St. Catherine Hospital CEO Scott Taylor stood before employees, stakeholders and community members Monday to review the hospital's accomplishments, programs and, in an answer to one question, legislative changes that could help the institution’s mission and finances.

When Reid Petty, southwest Kansas district director for Sen. Jerry Moran, asked what federal action would help the hospital, Taylor pointed to immigration. “Not an insignificant amount” of the $700,000 the hospital spends a month on uncompensated care goes to undocumented and uninsured residents, he said. Immigration reform could help those residents have more access to insurance and alleviate those costs, he said.

“I would hope that at a federal level that we can reach a consensus on how hard-working individuals that want to immigrate to the United States can do so safely but rapidly and expeditiously so that they can participate in federal assistance programs and hold insurance and have jobs and not have any fear about showing up in emergency departments and seeking the healthcare that they need,” Taylor said in a separate interview.

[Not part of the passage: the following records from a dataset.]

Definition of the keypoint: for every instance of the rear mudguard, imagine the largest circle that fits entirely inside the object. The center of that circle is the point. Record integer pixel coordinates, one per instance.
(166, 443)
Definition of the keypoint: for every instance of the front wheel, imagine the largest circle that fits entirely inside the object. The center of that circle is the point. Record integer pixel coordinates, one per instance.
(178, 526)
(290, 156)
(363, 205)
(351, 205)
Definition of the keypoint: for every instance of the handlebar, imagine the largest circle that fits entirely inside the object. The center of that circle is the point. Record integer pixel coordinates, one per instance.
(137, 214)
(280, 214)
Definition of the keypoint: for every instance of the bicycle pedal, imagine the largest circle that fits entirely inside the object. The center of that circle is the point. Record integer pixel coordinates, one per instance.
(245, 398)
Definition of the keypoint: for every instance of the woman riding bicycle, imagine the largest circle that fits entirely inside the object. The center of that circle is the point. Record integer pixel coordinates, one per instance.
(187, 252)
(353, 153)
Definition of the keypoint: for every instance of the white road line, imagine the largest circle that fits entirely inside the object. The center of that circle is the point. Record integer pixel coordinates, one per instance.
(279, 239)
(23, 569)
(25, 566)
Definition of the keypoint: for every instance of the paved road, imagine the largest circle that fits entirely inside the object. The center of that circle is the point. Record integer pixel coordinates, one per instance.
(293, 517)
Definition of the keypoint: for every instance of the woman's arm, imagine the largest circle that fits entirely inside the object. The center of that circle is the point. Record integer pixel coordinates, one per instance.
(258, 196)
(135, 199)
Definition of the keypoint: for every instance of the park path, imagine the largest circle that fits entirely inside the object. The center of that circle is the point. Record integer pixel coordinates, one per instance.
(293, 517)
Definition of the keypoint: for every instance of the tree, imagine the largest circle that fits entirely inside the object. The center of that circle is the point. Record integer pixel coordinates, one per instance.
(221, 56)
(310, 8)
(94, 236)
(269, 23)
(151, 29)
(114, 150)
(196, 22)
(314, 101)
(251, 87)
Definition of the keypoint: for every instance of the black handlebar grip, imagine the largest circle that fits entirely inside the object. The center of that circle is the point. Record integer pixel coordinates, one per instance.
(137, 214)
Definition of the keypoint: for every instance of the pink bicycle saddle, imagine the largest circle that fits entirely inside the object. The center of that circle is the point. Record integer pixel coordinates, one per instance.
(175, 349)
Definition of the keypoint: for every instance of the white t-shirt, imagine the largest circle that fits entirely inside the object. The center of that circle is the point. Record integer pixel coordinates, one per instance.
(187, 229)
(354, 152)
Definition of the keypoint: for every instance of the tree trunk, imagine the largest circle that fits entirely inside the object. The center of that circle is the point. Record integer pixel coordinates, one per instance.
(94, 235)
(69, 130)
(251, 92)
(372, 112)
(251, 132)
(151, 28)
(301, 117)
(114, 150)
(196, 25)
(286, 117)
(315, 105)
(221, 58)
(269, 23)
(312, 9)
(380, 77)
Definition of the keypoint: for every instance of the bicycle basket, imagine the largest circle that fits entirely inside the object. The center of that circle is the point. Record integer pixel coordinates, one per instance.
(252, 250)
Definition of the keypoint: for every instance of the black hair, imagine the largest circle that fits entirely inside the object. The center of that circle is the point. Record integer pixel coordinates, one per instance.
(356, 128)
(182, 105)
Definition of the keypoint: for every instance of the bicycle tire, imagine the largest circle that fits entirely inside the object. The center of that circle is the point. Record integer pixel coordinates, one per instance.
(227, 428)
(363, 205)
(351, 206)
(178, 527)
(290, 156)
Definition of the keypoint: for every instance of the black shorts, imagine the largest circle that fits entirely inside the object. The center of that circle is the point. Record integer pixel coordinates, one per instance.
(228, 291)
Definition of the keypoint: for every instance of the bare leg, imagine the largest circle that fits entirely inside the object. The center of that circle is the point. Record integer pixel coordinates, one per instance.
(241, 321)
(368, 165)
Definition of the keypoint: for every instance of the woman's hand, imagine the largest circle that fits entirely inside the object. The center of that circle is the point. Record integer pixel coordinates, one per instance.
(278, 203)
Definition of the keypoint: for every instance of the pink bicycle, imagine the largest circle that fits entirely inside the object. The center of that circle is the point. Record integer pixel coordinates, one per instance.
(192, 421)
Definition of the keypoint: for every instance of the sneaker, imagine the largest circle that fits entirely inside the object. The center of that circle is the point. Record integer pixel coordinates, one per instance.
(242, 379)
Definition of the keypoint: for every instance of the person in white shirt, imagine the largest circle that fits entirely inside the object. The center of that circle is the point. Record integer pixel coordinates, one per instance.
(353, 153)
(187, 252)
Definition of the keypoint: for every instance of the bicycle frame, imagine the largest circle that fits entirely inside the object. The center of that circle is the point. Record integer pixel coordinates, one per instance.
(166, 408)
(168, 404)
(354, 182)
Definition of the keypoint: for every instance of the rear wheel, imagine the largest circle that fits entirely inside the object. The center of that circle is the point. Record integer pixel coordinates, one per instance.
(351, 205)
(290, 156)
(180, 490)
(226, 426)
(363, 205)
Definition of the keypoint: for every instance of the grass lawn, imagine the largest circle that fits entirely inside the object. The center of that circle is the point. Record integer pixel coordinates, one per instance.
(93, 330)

Like many hospitals, the most substantial legislative issue on the state-level is Medicaid expansion, Taylor said. Opening up Medicaid to more low-income residents would ideally lower the amount of money spent on uncompensated care at all hospitals. For some smaller hospitals in the region, it may be the difference between staying open and closing — for others, it could mean more funds to spend on equipment, staff and services.

As one of the largest hospitals in the region, a delay or block of Medicaid expansion “won’t cripple” St. Catherine, Taylor said, but expansion would be worth several million dollars a year to the hospital.

And the success of the smaller hospitals directly impacts St. Catherine, he said. St. Catherine sponsors 12 critical access hospitals in western Kansas which refer patients to Garden City for specialty care not available in smaller communities. Without them, patients would be far from necessary care and St. Catherine would be inundated with primary care patients from around the region.

“Medicaid expansion is very important to the region as a whole …” Taylor said. “While we can provide specialty services to the largest majority of western Kansas, providing timely and efficient primary care in each of those communities would be a burden that we couldn’t probably meet without partnering with local, smaller hospitals.”

Also during the forum, Taylor discussed the hospital’s status in the community. It is the largest health system offering the widest array of services and, Centura Health, with partnerships in Garden City, Ulysses, Atwood and Goodland, is the largest integrated provider of health care in western Kansas, he said.

He said the hospital partners with several colleges to be the largest training site for nursing programs in the region, is a clinical training site for a dozen different medical fields and provides over $300,000 annually for tuition, scholarships, continuing education and loan repayments for its staff.

At the forum, several partners and community members asked about its education programs and thanked the hospital for its efforts to grow and bringing revenue to the area and directing healthcare and quality of life services at the facility and in the community.

Taylor said in a separate interview that in the near future, the hospital will continue its community and education efforts, develop new partnerships in the region and “make some nice announcements on the physician recruitment front” in the coming months.